Lubisz kupować odzież przez internet, ale po odebraniu przesyłki uznajesz, że do Ciebie nie pasują? Google już ma na to rozwiązanie. Dwie nowe funkcje, oparte o sztuczną inteligencję, pozwolą wirtualnie przymierzać ubrania.
Zakupy odzieży przez internet nie zawsze kończą się dobrze
Odzież jest jedną z najczęściej wyszukiwanych w internecie kategorii pod względem zakupów. Mimo to, w gąszczu ubrań o zróżnicowanych wzorach, kolorach czy fasonach, niezwykle trudno wybrać coś, co naprawdę będzie w pełni do nas pasowało. Często bywa tak, że zakupy kończą się zwrotem. Wszystko dlatego, że dany element odzieży był idealnie dopasowany do modela czy modelki, a nie osoby kupującej.

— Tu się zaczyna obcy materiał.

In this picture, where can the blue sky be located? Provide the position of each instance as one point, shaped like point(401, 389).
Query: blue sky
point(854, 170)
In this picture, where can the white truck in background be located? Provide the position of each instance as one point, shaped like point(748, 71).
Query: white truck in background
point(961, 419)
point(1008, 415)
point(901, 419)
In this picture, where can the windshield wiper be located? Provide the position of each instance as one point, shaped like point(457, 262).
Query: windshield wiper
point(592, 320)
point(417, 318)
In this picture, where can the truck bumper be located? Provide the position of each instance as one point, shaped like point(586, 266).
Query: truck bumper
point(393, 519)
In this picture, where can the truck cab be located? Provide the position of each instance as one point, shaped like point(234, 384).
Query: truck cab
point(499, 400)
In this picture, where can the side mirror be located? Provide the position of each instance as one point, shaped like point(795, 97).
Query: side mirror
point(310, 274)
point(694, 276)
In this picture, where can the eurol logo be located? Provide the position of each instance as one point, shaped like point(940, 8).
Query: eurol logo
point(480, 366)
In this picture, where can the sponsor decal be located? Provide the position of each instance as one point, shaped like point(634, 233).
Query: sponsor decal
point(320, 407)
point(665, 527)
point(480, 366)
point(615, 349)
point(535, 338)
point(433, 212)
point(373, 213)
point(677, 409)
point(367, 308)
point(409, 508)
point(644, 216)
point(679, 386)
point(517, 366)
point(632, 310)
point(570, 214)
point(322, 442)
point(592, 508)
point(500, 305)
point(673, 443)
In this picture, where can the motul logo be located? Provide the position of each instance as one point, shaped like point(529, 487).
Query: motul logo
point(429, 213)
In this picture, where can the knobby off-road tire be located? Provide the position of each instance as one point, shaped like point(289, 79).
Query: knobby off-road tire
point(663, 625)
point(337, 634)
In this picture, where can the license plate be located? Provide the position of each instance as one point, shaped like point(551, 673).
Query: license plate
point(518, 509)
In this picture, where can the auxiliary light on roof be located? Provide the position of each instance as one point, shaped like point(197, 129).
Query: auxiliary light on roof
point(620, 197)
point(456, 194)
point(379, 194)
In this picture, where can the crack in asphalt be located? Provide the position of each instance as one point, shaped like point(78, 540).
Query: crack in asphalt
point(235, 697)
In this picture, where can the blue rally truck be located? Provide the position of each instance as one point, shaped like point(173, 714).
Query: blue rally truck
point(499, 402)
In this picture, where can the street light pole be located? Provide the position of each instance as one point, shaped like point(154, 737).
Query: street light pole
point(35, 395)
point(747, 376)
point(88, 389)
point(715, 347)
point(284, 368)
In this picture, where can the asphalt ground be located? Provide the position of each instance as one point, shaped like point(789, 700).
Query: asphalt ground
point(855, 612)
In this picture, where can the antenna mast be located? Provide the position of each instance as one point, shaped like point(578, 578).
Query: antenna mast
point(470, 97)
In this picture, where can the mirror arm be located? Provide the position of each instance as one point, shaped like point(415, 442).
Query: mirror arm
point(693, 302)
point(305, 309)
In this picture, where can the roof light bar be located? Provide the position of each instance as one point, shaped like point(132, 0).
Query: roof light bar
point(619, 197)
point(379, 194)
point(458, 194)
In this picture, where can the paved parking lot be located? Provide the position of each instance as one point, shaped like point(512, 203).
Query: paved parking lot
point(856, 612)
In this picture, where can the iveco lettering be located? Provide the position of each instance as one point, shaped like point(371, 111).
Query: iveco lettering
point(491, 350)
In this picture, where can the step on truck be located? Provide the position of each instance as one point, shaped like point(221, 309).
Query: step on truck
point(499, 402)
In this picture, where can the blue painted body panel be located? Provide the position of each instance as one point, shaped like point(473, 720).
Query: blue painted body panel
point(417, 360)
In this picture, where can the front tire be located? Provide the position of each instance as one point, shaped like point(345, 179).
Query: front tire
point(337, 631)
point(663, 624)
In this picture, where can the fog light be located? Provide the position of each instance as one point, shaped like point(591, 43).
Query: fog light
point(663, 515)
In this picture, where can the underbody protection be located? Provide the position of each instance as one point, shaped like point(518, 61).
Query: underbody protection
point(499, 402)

Takie sytuacje bywają frustrujące, klienci są niezadowoleni, a przyznajmy szczerze, że nie ma nikogo drugiego takiego jak my i nie każdemu we wszystkim ładnie. Teraz jednak sytuacja może się zmienić, a potencjał zakupów odzieżowych diametralnie wzrosnąć. Jest to możliwe dzięki nowemu narzędziu Google, które pozwoli wirtualnie przymierzyć ubrania.
Google i jego wirtualna przymierzalnia
Wirtualna przymiarka odzieży jest możliwa dzięki generatywnemu modelowi sztucznej inteligencji, który oparty został o dyfuzję. Proces ten polega na stopniowym dodawaniu pikseli, aż do momentu, w którym powstały obraz nie jest rozpoznawalny. Później natomiast usuwane są szumy, co skutkuje utworzeniem zrekonstruowanego obrazu o wysokiej dokładności i jakości.
Dzięki temu nowe narzędzie Google pozwala w sposób dokładny odzwierciedlić wybrany element odzieży, z uwzględnieniem ułożenia, przylegania, rozciągania, marszczenia czy ewentualnych miejsc składania. Przedsiębiorstwo do tego projektu wybrało kilkoro modeli i modelek o różnych odcieniach skóry, kształtach ciała, pochodzeniu etnicznym, włosach i w rozmiarach od XXS do 4XL.
Wirtualna przymierzalnia dostępna jest już na terenie USA i obejmuje damskie bluzki marek Google oraz Anthropologie, Everlane, H&M, a także LOFT. Wśród produktów, które będzie można zmierzyć jeszcze w tym roku, mają znaleźć się męskie topy.
Technologiczny gigant ma zamiar wprowadzić także formę filtrów, dzięki którym użytkownicy będą mogli wyszukiwać podobne produkty, jednak w niższych cenach, innej kolorystyce czy ze zmienionym wzorem.